Pendant des siècles on a considéré comme évident de rendre les femmes responsables de leur propre viol. Cette attitude était tellement intériorisée que des lois avaient fini par entériner cette contre-vérité hallucinante. Aujourd’hui encore, au sein des monarchies du Golfe et autres pays théocratiques, l’idée n’a pas disparu, ni les lois qui la perpétuent.

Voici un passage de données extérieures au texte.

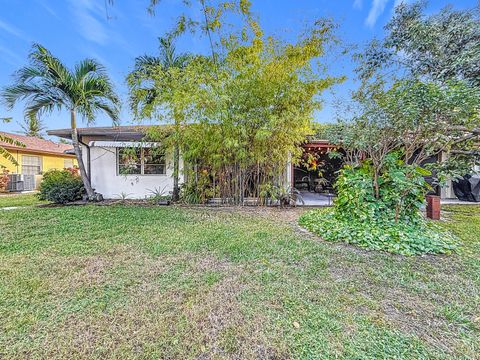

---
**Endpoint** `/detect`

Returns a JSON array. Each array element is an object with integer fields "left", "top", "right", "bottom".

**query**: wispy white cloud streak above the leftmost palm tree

[{"left": 70, "top": 0, "right": 109, "bottom": 45}]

Ce qui paraît, du moins en Europe, absurde et dangereux pour la démocratie et ses institutions en ce qui concerne les femmes (ne soyons pas naïf, il existe encore chez nous des reliquats et des attitudes de cette vision machiste), n’est toujours pas sanctionné pour tout effort de faire payer par les victimes les échecs et les délits de leurs bourreaux. En économie, ce système pervers et immoral reste la règle : les banques se trompent, abusent, trichent et leurs victimes paient l’addition de leurs délits. Toute une série de mots sont là pour encadrer cette relation inique, véhiculés par les banquiers eux-mêmes, les politiciens, les experts, les journalistes inféodés à ce principe. Et, comme jadis avec les suffragettes, on continue à affirmer que celui qui s’oppose à ces pratiques aussi systémique qu’immorales est un forcené, un pervers, un populiste, un dangereux utopiste.
Il en va de même sur le champ politique. Hier encore le premier secrétaire du PS, J. C. Cambadélis, affirmait en toute simplicité que celui qui bloquera les reformes du code du travail sera responsable de l’entrée au parlement de cent députés FN. Il s’agit du même mécanisme, celui qui consiste à faire porter la responsabilité d’un échec, d’une tricherie, d’une accumulation de mensonges et de trahisons non pas aux tricheurs et aux menteurs mais à leurs victimes, à ceux qui les ont crus.
Et comme on affirme toujours « elle n’avait qu’à ne pas porter une mini jupe », on continue de dire « ce sont des ignorants, des retardés, des antimodernes, des idéalistes » qui, en sus, cessent de croire ce qu’on leur raconte. Ils refusent la complexité de notre monde, lisez « où l’optimisation du profit l’emporte sur les fondements même de la République, de la Démocratie et de l’Etat de droit ».
La précarité, l’exclusion, le chômage, affirmait Geneviève De Gaulle, sont un déni de démocratie…
Le Panthéon n’est pas un lieu où, en désincarnant le messager, on rend son message obsolète. Il revient, et revient encore, pour rappeler qu’à force de rendre les victimes responsables de leurs propres maux, ces derniers finissent par comprendre que l’on nie leur existence, et qu’ils trouvent toujours (c’est une question de temps et d’opportunité) la force de crier : « j’existe ».